Die Linke im Rat unterstützt ausdrücklich die Initiative zur Einrichtung einer Bewohnerparkzone in Rüttenscheid. Bereits im Frühjahr des letzten Jahres hatte sie einen entsprechenden Antrag für Holsterhausen gestellt. Dieser wurde damals noch von CDU und Grünen abgelehnt, nur um ihn ein Jahr später nahezu wortgleich selbst einzubringen und zu beschließen. Dazu Stefan Hochstadt, für Die Linke im Verkehrsausschuss:

„Wir begrüßen, wenn es mehr Bewohnerparkzonen geben soll. Doch das eigentliche Problem sind die wachsende Zahl und Größe der Autos. Zudem blockieren übergroße Fahrzeuge wie Klein-LKWs, Camper oder Wohnwagen in Stadtvierteln mit hohem Parkdruck wertvollen Raum und schaffen gefährliche Sichtbarrieren. Deshalb haben wir im Sommer beantragt, solche übergroßen Fahrzeuge generell aus besonders belasteten Stadtteilen auszuschließen – allerdings ohne Unterstützung von CDU und Grünen.‘‘

Aus Sicht der Ratsgruppe Die Linke ist die ÖPNV-Anbindung in Rüttenscheid unzureichend. Wer abseits der Hauptachsen wohnt, hat es schwer, mit Bus und Bahn zur Arbeit zu kommen.

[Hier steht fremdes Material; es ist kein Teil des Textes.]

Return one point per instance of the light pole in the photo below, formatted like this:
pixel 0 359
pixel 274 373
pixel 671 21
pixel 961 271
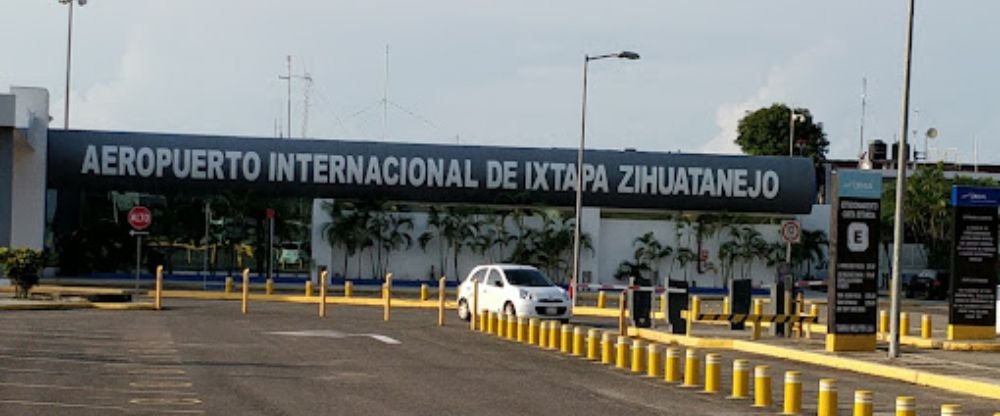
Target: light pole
pixel 579 165
pixel 69 55
pixel 897 224
pixel 795 117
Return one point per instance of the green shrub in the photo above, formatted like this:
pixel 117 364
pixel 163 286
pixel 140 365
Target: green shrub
pixel 22 266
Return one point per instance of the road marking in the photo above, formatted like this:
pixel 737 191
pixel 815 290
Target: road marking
pixel 325 333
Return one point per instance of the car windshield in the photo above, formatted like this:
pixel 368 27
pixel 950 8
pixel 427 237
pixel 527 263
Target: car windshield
pixel 527 277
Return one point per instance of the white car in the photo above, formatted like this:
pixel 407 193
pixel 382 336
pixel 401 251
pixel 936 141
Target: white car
pixel 516 290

Ohne besseren Nahverkehr bleibt die Verkehrswende Stückwerk, zumal es eine strukturelle Bevorzugung des Autoverkehrs gibt: von steuerlichen Subventionen wie Dienstwagenprivileg und Pendlerpauschale bis hin zu „geduldetem“ Falschparken im Stadtgebiet.

Die Linke fordert eine Staffelung der Bewohnerparkgebühren nach Fahrzeuggröße. Dazu Stefan Hochstadt weiter: „Es ist ungerecht, dass ein kleiner Smart genauso viel kostet wie ein riesiger SUV. Das Bundesverwaltungsgericht hat ausdrücklich bestätigt, dass Kommunen hier differenzieren dürfen. Essen sollte diese Chance endlich nutzen, um kleinere und sicherere Fahrzeuge zu fördern.“

Deshalb zieht Die Linke im Rat das Fazit, dass Bewohnerparkzonen sinnvoll sind, aber nicht ausreichen: „Die Vorschläge liegen auf dem Tisch – jetzt müssen Politik und Verwaltung handeln“, so Hochstadt abschließend.